What does this have to do with media? It turns out that deficiencies in interoception may make your body image more vulnerable to other, external visual influences! In one study, it was found that women with anorexia, having lower body awareness, are more easily fooled into the rubber hand illusion. The researcher on this study, Manos Tsakiris of Royal Holloway, University of London, thinks this implies that media images will have an exaggerated effect on those with little internal awareness.  Additionally, those with poor awareness of their internal state also seem to be easily swayed by the opinions of others. Cultivating greater interoceptive awareness could not only improve body image, it seems, but it could strengthen a fragile sense of self and self-worth.

And, as it might have been expected, numerous studies have found that mindfulness-based cognitive-behavior therapy has attenuated symptoms of disordered eating and body dysmorphic disorder, leading to an enhanced quality of life. Other studies have investigated the practice of yogasana – various forms of hatha-yoga, including vinyasa-flow – and found that as long as practitioners are reminded to focus attention on their breath and the various bodily sensations produced by the practice (basically, Mindfulness Yoga), the practice of yogasana does indeed get people more in tune with their body and their experience of the body. I would suspect that those forms of yogasana practice where students are exhorted to “push” or “ignore the pain,” might actually feed into the pathology by diminishing self-awareness of bodily sensation.

One study, working with adolescent girls suffering disordered eating, found that they were so out of touch with their body that they had great difficulty balancing on one foot. Through mindfulness practice integrated into their asana practice, they were able to find their balance easily in only eight weeks, while showing great improvement in all areas of eating disorder psychopathology.

It is helpful to remember that in the buddhist tradition of practice, the first two of the four foundations of mindfulness are the body and feelings. When practicing with the body, the main focus is the breath, and once focus is developed, mindful attention is expanded to include the whole body, it’s posture and movements, while paying attention to how the breath affects the body and how the body affects the breath. The second foundation, feelings, refers not to the emotions, but rather to the actual sensations experienced in, on and throughout the body – as well as the tone whether pleasant, unpleasant or neutral.

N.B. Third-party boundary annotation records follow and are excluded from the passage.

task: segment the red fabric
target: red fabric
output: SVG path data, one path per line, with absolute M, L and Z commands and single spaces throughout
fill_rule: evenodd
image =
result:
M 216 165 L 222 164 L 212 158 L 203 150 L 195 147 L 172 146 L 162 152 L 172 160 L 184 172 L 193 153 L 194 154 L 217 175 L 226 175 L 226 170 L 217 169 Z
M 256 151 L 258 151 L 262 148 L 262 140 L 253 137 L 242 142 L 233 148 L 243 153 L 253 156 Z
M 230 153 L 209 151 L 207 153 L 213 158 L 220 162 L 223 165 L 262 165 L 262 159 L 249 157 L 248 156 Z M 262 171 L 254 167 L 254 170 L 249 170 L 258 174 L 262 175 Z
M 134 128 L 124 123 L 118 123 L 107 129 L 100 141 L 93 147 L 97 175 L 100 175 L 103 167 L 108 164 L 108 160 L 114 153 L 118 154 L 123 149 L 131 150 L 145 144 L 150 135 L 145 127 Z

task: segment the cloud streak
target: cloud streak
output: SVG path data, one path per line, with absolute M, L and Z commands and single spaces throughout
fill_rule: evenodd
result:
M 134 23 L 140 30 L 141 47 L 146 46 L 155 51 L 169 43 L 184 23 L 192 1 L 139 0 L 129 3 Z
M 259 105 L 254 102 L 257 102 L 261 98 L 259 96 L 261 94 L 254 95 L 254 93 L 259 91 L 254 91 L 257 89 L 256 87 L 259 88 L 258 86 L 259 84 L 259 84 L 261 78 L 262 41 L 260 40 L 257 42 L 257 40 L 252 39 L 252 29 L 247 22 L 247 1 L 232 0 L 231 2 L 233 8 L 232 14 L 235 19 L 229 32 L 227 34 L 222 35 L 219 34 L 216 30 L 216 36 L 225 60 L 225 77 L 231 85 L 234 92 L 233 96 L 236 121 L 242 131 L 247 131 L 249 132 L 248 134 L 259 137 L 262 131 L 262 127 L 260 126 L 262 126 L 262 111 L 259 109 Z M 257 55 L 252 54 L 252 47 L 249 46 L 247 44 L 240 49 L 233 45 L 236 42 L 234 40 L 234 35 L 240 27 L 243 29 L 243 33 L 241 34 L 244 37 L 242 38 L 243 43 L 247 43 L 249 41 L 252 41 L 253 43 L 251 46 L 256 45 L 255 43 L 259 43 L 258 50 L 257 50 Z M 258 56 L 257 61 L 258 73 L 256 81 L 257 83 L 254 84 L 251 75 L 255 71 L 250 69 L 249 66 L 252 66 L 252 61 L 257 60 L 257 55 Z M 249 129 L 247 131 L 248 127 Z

As a new yoga teacher, back in the mid-90s, one of the first awakenings I had was regarding just how out of touch so many of us are with our body! With the advent of the internet, i-phones, i-pads and other technologies, I believe it’s only gotten worse! It now seems to me that many folk live from their eyebrows up! One of the most healing things we can do as yoga teachers and practitioners is to simply become more familiar with the felt experience of the body, and to help foster a safe, open and free space for our students to come home to their body, just as it is, here…now.

Further Reading:
This blog piece is a distillation of the article:
Inside the Wrong Body. C. Arnold in Scientific American Mind, Vol. 23, Number 2, May/June 2012

Just a Heartbeat Away from One’s Body: Interoceptive Sensitivity Predicts Malleability of Body-Representations. M. Tsakiris, A. Tajadura-Jimenez and M. Constantini in Proceedings of the Royal Society B, Vol. 278, pages 2470 – 2476; August 22, 2011

Functional Neuroimaging in Early-Onset Anorexia Nervosa. B. Lask et al. in International Journal of Eating Disorders, Vol. 37, S49 – S51; 2005. Discussion on pages S87 – S89.